Paper Number
BF22 

Session
Biomaterials and Bio-fluid Dynamics

Title
Aggregation and break up of red blood cell aggregates in (complex) flow

Presentation Date and Time
October 11, 2022 (Tuesday) 5:05

Track / Room
Track 4 / Michigan AB

Authors (Click on name to view author profile)

  1. Lettinga, Minne P. (Leuven)
  2. Korculanin, Olivera (Forschungszentrum Jülich, IBI-4)
  3. Babaki, Mehrnaz (Forschungszentrum Jülich, IBI-4)
  4. Gholivand, Amirezza (forschungszantrum Jülich, IBI-4)

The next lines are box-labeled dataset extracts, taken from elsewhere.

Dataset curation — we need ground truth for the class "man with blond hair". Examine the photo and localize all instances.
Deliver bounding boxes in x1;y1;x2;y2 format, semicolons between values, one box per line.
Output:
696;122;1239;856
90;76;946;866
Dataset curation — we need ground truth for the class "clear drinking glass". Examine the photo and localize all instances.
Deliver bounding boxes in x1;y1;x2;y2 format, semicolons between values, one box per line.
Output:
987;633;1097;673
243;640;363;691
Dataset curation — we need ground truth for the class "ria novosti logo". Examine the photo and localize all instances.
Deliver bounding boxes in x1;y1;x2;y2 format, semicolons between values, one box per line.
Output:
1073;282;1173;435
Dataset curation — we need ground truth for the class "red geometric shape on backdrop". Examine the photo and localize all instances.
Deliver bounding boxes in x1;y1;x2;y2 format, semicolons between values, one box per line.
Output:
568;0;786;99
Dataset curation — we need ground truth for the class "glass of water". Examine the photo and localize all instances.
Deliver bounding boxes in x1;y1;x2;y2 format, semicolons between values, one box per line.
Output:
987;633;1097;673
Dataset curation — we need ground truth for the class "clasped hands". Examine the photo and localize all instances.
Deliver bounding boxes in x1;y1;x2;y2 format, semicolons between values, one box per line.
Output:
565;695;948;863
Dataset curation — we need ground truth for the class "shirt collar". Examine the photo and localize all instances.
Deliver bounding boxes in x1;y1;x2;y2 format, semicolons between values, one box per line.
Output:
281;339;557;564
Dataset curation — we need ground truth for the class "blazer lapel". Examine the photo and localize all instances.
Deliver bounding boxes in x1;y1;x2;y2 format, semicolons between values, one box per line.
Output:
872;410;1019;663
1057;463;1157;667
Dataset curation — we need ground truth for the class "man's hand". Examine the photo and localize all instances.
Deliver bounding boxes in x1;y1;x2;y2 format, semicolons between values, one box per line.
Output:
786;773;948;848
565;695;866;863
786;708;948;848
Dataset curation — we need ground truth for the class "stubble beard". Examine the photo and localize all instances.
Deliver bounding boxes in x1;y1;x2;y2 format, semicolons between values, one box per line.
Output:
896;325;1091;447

Author and Affiliation Lines (in printed abstract book)
Minne P. Lettinga1, Olivera Korculanin2, Mehrnaz Babaki2 and Amirezza Gholivand2
1Leuven, Leuven, Belgium; 2IBI-4, Forschungszentrum Jülich, Jülich, Germany

Speaker / Presenter 
Lettinga, Minne P.

Keywords
experimental methods; bio-fluids; biomaterials; rheometry techniques

Text of Abstract
The flow of blood through the microvasculature of our brain is complex due to two main reasons: the complex geometry and the aggregation of Red Blood Cells (RBCs) into connecting stacks of RBCs, causing a strong shear thinning behavior. A bottom-up understanding of blood flow thus requires that the complexity is reduced. We first discuss the breakup of aggregates consisting of two RBCs (a doublet) under shear flow. To induce aggregation, we replace the traditionally used dextran by filamentous fd bacteriophage, which acts as an ideal rod-like depletant agents, contrary to dextran that also causes bridging. Sheared doublets are visualized by combining a home-build counter-rotating cone-plate shear cell with microscopy imaging. With increasing interaction forces, i.e. at high concentration of fd, full-contact flow states dominate, such as rolling and tumbling. We show that the RBC doublets can only undergo separation during tumbling, but the time window in which separation should take place reduces with increasing shear rates. As a result, we observed that doublets do not break up at high shear rates and infer that full break up can only occur in complex geometries [1]. Therefore, we produced novel 3-D microfluidic channels with two sequential bifurcations where the second bifurcation is in the same plane or out of the plane of the first bifurcation. To this end we use a novel technique, Selective Laser-induced Etching (SLE), which can produce 3D structures in glass with any desirable shape. Thus, we replace traditionally used 2D channels with more physiological geometries. The flow senses the orientation of downstream bifurcations, as witnessed by a shift in maximum velocity, but only in presence of aggregation. Though we do see break up at physiological rates, the geometry is not complex enough to guarantee full disaggregation. [1] Korculanin et al, Competition Between Red Blood Cell Aggregation and Breakup: Depletion Force due to Filamentous Viruses vs. Shear Flow, Front Phys-Lausanne, 2021 9.